Apparently he was eating lots and lots of ice cream to put heaps of weight back on, after the Machinist. He also said he stopped exercising while he was putting on the weight, then I guess he started to build muscle after he was at a reasonable body weight. So I guess it's possible *shrug*


----------



## theface (Jul 31, 2009)

BoneCrusher said:


> He's alwasy been well built.  In American Physco from like 4 years ago he was looking pretty well defined too.



I definitely agree that Bale had to have juiced.  He was 121 pounds for the Machinest and was expected to look significantly muscular for the screen test of Batman Beings.  

Also, look at all the main characters in 300 as well as Brad Pitt in Troy.  The all show significant sings of gynecomastia.  A resident doctor friend of mine compared chest shots of Gerard Butler and Brad Pitt before and after these roles and highlighted the raised breast tissue.  To me, this was a clear cut sign of elevated testosterone levels brought on by steroid use.


----------



## DiGiTaL (Aug 1, 2009)

Whocares?


----------



## mr.universe (Aug 10, 2009)

*Christian Bale and "hormone therapy"!*



Jay-Budaman said:


> There have been several posts about this in the past. Try a search. But in my opinion, yeah he used roids.

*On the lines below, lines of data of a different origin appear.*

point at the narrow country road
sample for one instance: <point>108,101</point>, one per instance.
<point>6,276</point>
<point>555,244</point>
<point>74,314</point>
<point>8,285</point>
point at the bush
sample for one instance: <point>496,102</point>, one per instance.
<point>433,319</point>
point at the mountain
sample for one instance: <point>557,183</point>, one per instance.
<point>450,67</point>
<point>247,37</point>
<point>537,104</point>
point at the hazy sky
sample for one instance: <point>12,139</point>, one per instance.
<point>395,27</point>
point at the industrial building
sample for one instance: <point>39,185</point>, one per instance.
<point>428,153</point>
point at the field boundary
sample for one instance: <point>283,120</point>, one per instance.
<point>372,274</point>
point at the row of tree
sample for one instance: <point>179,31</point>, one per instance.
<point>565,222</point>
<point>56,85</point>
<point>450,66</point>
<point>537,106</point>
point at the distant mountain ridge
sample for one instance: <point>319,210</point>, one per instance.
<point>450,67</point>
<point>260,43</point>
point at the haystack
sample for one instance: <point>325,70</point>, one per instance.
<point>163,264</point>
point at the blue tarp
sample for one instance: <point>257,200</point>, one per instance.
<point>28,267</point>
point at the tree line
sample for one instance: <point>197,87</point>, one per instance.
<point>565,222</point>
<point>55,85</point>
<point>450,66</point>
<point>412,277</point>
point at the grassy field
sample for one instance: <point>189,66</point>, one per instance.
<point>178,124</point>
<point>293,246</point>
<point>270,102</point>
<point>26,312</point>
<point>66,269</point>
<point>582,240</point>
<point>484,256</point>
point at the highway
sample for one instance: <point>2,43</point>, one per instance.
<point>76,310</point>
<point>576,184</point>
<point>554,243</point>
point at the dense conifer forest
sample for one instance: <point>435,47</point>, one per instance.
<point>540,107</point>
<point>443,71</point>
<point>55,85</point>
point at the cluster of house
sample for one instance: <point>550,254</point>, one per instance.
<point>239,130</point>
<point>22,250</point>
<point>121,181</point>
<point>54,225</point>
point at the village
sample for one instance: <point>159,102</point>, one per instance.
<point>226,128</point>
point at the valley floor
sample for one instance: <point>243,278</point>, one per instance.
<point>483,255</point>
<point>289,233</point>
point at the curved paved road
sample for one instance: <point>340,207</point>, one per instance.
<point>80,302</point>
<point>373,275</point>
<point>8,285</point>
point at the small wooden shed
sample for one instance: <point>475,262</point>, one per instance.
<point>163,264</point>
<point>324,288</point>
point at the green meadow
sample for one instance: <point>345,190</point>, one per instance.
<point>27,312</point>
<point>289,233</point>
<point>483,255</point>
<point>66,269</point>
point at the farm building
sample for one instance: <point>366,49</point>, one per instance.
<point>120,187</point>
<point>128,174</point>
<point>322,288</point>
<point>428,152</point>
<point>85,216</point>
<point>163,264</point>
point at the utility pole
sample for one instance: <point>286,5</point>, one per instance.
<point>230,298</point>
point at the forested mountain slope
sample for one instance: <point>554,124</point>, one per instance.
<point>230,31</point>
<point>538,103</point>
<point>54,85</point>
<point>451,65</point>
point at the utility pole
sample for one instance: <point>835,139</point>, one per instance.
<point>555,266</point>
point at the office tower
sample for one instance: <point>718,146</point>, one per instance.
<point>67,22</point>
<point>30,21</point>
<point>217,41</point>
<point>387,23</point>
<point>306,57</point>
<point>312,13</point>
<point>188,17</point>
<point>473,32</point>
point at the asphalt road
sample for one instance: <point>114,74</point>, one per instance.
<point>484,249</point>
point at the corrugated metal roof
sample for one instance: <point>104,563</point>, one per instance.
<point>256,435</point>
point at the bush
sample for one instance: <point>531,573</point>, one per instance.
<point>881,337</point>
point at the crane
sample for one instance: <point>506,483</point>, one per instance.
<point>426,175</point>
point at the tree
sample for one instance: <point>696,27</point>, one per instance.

I do believe in Hollywood they don't call it "ROIDS" it's referred to as HRT Hormone Replacement Therapy and all the big names have used it.  Sylvester Stallone, Arnold Schwarzenegger, Brad Pitt even De Niro in Cape Fear.  Doctors all over will prescribe testosterone to just about anyone and aging actors or big stars have no problem getting on board this train.


----------



## T_man (Aug 11, 2009)

As much as I applaud him, I don't think taking the body to such extremes is very healthy. I'm sure it will start taking it's toll soon.


----------



## T_man (Aug 11, 2009)

That's an unnatural amount of mass that takes years to obtain, for a normal healthy person, let alone going from close to death thin to that kind of size.


----------



## min0 lee (Aug 11, 2009)

I didn't like his Batman in Terminator.


----------



## T_man (Aug 11, 2009)

batty man?


----------



## ectomorph141 (Aug 10, 2010)

Sorry to dig up an old thread but I just watched the Machinist last night and holy crap what a transformation from Reign of Fire to the Machinist to Batman.   Thats probably the most insane transformation I have ever seen someone go through. And he gained the 100lbs in a year!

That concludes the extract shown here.